The polytechnic conducted a survey of all staff who’d recently used or interacted with the 14 campus-wide service teams, establishing a ‘before’ benchmark for the Enterprise Service Management (ESM) project.
“We asked our staff how satisfied they were with the method of requesting help and the service that they received,” said Steven Turnbull, Chief Information Officer for Otago Polytechnic. “We kept the survey simple because we wanted to be able to ask the same question again later. The average mark was 3 out of 10 for satisfaction, which was as we expected — but wasn’t great.”
There were several approaches to service management operating throughout the organisation before the ESM solution was introduced. Some departments had a shared mailbox to collect emailed queries and complaints, with loose rules around task ownership. Unfortunately, that meant issues could remain unattended for days. It wasn’t possible to monitor the volume, nature or customer impact of these emails, or know how and when issues were resolved.
Other departments used an in-house service tool, built in the 1990s, to manage IT issues. Repurposed over the years to deal with other service issues, this tool provided measurements of the volume of support requests coming in but gave no visibility of who ‘owned’ the problem or request. Nor could it track issue complexity and resolution or capture user feedback. And based on the results of the staff-wide satisfaction survey, customers were obviously unhappy and frustrated.

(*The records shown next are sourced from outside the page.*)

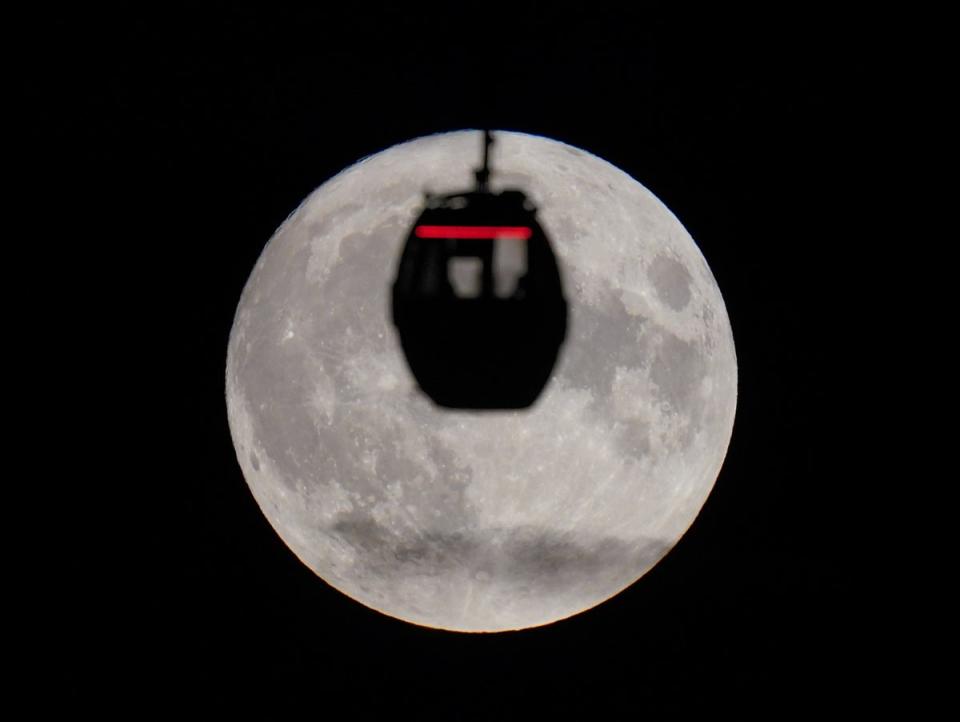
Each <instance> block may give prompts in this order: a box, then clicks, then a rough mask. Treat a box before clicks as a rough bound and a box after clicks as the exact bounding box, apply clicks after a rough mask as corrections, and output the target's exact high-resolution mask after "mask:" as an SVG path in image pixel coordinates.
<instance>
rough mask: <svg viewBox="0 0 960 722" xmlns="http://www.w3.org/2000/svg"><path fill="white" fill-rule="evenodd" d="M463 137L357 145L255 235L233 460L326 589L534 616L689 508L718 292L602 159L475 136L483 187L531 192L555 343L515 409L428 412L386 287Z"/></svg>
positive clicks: (544, 620) (705, 476)
mask: <svg viewBox="0 0 960 722" xmlns="http://www.w3.org/2000/svg"><path fill="white" fill-rule="evenodd" d="M481 138H482V134H481V133H480V132H477V131H461V132H453V133H445V134H438V135H433V136H429V137H425V138H419V139H417V140H413V141H411V142H408V143H403V144H400V145H397V146H394V147H392V148H388V149H387V150H384V151H382V152H380V153H377V154H376V155H373V156H370V157H367V158H364V159H363V160H361V161H360V162H358V163H356V164H355V165H353V166H351V167H350V168H348V169H346V170H345V171H343V172H342V173H340V174H339V175H337V176H336V177H334V178H332V179H331V180H329V181H328V182H326V183H324V184H323V185H322V186H320V187H319V188H318V189H317V190H315V191H314V192H313V193H312V194H311V195H310V196H309V197H308V198H307V199H306V200H305V201H304V202H303V203H302V204H301V205H300V206H299V208H297V210H296V211H294V212H293V213H292V214H291V215H290V217H289V218H287V220H286V221H285V222H284V223H283V224H282V225H281V226H280V228H279V229H278V230H277V231H276V233H275V234H274V236H273V238H272V239H271V240H270V241H269V243H268V244H267V246H266V247H265V249H264V251H263V253H262V255H261V256H260V259H259V260H258V261H257V263H256V266H255V268H254V269H253V272H252V274H251V276H250V278H249V280H248V281H247V284H246V287H245V288H244V290H243V294H242V297H241V299H240V303H239V306H238V308H237V312H236V317H235V319H234V323H233V329H232V331H231V334H230V340H229V347H228V350H227V365H226V401H227V412H228V419H229V424H230V430H231V433H232V436H233V442H234V446H235V449H236V453H237V459H238V460H239V463H240V467H241V469H242V471H243V475H244V477H245V479H246V480H247V483H248V484H249V486H250V489H251V491H252V493H253V495H254V497H255V499H256V501H257V503H258V504H259V506H260V508H261V509H262V510H263V513H264V514H265V515H266V517H267V519H268V520H269V522H270V524H271V525H272V526H273V528H274V529H275V530H276V531H277V533H278V534H279V536H280V537H281V539H282V540H283V541H284V542H285V543H286V544H287V545H288V546H289V548H290V549H291V550H292V551H293V552H294V553H295V554H296V555H297V556H298V557H299V558H300V560H301V561H303V563H304V564H306V565H307V566H308V567H309V568H310V569H312V570H313V571H314V572H315V573H316V574H317V575H319V576H320V577H321V578H322V579H323V580H324V581H326V582H327V583H328V584H330V585H331V586H332V587H334V588H336V589H338V590H339V591H341V592H342V593H344V594H346V595H347V596H349V597H351V598H353V599H354V600H356V601H358V602H361V603H362V604H364V605H366V606H368V607H371V608H373V609H375V610H378V611H380V612H382V613H384V614H387V615H390V616H392V617H395V618H398V619H401V620H405V621H407V622H411V623H414V624H419V625H424V626H429V627H435V628H441V629H447V630H456V631H463V632H496V631H504V630H516V629H523V628H527V627H535V626H539V625H544V624H548V623H551V622H555V621H557V620H560V619H564V618H566V617H569V616H571V615H574V614H577V613H579V612H583V611H585V610H588V609H590V608H592V607H594V606H596V605H598V604H600V603H601V602H603V601H605V600H607V599H609V598H611V597H612V596H614V595H616V594H617V593H618V592H620V591H622V590H623V589H625V588H626V587H628V586H629V585H631V584H633V583H634V582H636V581H637V580H638V579H639V578H640V577H642V576H643V575H644V574H645V573H646V572H647V571H649V570H650V569H651V568H652V567H653V566H654V565H655V564H656V563H657V562H658V561H659V560H660V559H661V558H662V557H663V556H664V555H665V554H666V553H667V552H668V551H669V550H670V548H671V547H673V545H675V544H676V542H677V541H678V540H679V539H680V537H681V536H682V535H683V534H684V533H685V532H686V530H687V529H688V528H689V527H690V525H691V524H692V523H693V521H694V519H695V518H696V516H697V514H698V512H699V510H700V508H701V507H702V506H703V504H704V502H705V500H706V498H707V496H708V495H709V493H710V491H711V489H712V488H713V484H714V482H715V480H716V478H717V475H718V473H719V471H720V468H721V466H722V464H723V460H724V456H725V455H726V451H727V447H728V445H729V442H730V436H731V433H732V429H733V420H734V413H735V409H736V399H737V362H736V354H735V350H734V344H733V334H732V331H731V328H730V322H729V319H728V316H727V312H726V308H725V307H724V303H723V299H722V297H721V294H720V290H719V288H718V287H717V283H716V280H715V279H714V277H713V274H712V273H711V271H710V268H709V267H708V265H707V263H706V261H705V260H704V258H703V255H702V254H701V253H700V251H699V249H698V248H697V246H696V245H695V243H694V241H693V239H692V238H691V237H690V234H689V233H687V231H686V230H685V229H684V227H683V226H682V225H681V223H680V222H679V221H678V220H677V218H676V217H675V216H674V215H673V214H672V213H671V212H670V211H669V209H667V208H666V206H665V205H664V204H663V203H661V202H660V201H659V200H658V199H657V198H656V197H655V196H654V195H653V194H652V193H651V192H650V191H648V190H647V189H646V188H644V187H643V186H642V185H641V184H640V183H638V182H637V181H635V180H634V179H633V178H631V177H630V176H629V175H627V174H626V173H624V172H622V171H621V170H619V169H617V168H616V167H614V166H613V165H611V164H610V163H608V162H606V161H604V160H602V159H600V158H598V157H596V156H594V155H591V154H590V153H587V152H585V151H583V150H579V149H577V148H574V147H572V146H570V145H566V144H564V143H561V142H558V141H555V140H550V139H548V138H543V137H539V136H534V135H526V134H522V133H513V132H505V131H498V132H495V133H494V139H495V142H494V145H493V146H492V148H491V167H492V175H491V179H490V187H491V189H492V190H494V191H496V190H499V189H502V188H519V189H521V190H523V191H524V192H526V193H527V195H528V196H529V197H531V198H532V199H533V201H534V202H535V203H536V205H537V209H538V219H539V220H540V223H541V225H542V226H543V227H544V229H545V230H546V232H547V233H548V235H549V237H550V239H551V242H552V244H553V247H554V252H555V253H556V255H557V258H558V260H559V262H560V264H561V273H562V277H563V283H564V291H565V295H566V297H567V301H568V305H569V321H568V324H569V325H568V331H567V339H566V343H565V344H564V346H563V347H562V348H561V350H560V356H559V358H558V360H557V365H556V367H555V368H554V371H553V375H552V377H551V378H550V380H549V381H548V384H547V386H546V388H545V389H544V391H543V393H542V395H541V396H540V398H539V399H538V400H537V402H536V404H534V406H533V407H531V408H530V409H524V410H520V411H485V412H467V411H451V410H448V409H442V408H440V407H437V406H435V405H434V404H433V403H432V402H431V401H430V400H429V399H428V398H427V397H426V396H425V395H423V394H422V393H421V392H420V390H419V389H418V388H417V385H416V382H415V381H414V379H413V376H412V374H411V373H410V371H409V369H408V367H407V365H406V361H405V358H404V355H403V351H402V349H401V347H400V342H399V339H398V336H397V332H396V329H395V328H394V326H393V324H392V323H391V316H390V288H391V284H392V282H393V278H394V276H395V273H396V268H397V263H398V260H399V255H400V252H401V248H402V245H403V242H404V240H405V238H406V234H407V233H408V232H409V229H410V226H411V224H412V223H413V222H414V220H415V219H416V217H417V214H418V213H419V211H420V209H421V207H422V204H423V198H424V195H423V194H424V191H426V190H429V191H432V192H435V193H440V192H443V193H446V192H452V191H457V190H466V189H469V188H471V187H472V186H473V182H474V180H473V171H474V169H475V168H476V167H477V166H478V165H479V163H480V156H481V152H482V139H481Z"/></svg>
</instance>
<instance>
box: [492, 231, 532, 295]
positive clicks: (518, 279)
mask: <svg viewBox="0 0 960 722" xmlns="http://www.w3.org/2000/svg"><path fill="white" fill-rule="evenodd" d="M526 272H527V242H526V241H522V240H519V239H516V238H498V239H497V240H496V245H495V246H494V249H493V289H494V293H495V294H496V295H497V296H498V297H499V298H510V297H512V296H513V294H514V293H515V292H516V290H517V284H518V283H519V282H520V278H521V276H523V274H525V273H526Z"/></svg>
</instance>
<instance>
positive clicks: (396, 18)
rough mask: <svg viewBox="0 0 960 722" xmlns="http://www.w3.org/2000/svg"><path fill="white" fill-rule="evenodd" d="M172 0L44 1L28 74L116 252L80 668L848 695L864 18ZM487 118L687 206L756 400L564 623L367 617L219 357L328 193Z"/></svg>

In addition, having no online access meant staff across the organisation struggled to log, view, update, track and measure cases on mobile devices. The service teams used multiple non-responsive design websites and there were rendering issues when viewing content on some devices.
A sound platform and partnership decision
In early 2016, Otago Polytechnic went to market and chose Microsoft Dynamics CRM as the platform for their new ESM solution and engaged Fusion5 as their partner.
The polytechnic and Fusion5 took a collaborative approach, to deliver the best solution, says Turnbull. “We needed to work closely together as neither of us had done anything like this project before. And according to Microsoft – no one had! We were really pushing the boundaries of what could be done. But all credit to Fusion5’s team, they made a go of it.”
“Fusion5 are very good to work with,” says Turnbull. “They listened really well and kept us engaged.”
Turnbull says selecting a Microsoft solution was the right decision. “We didn’t choose it necessarily on price or just because we had a leaning towards Microsoft. We looked at it from a platform and architectural perspective. We have a Microsoft environment so there are many benefits to staying with the same platform and keeping that architectural vision of shared data and interaction.”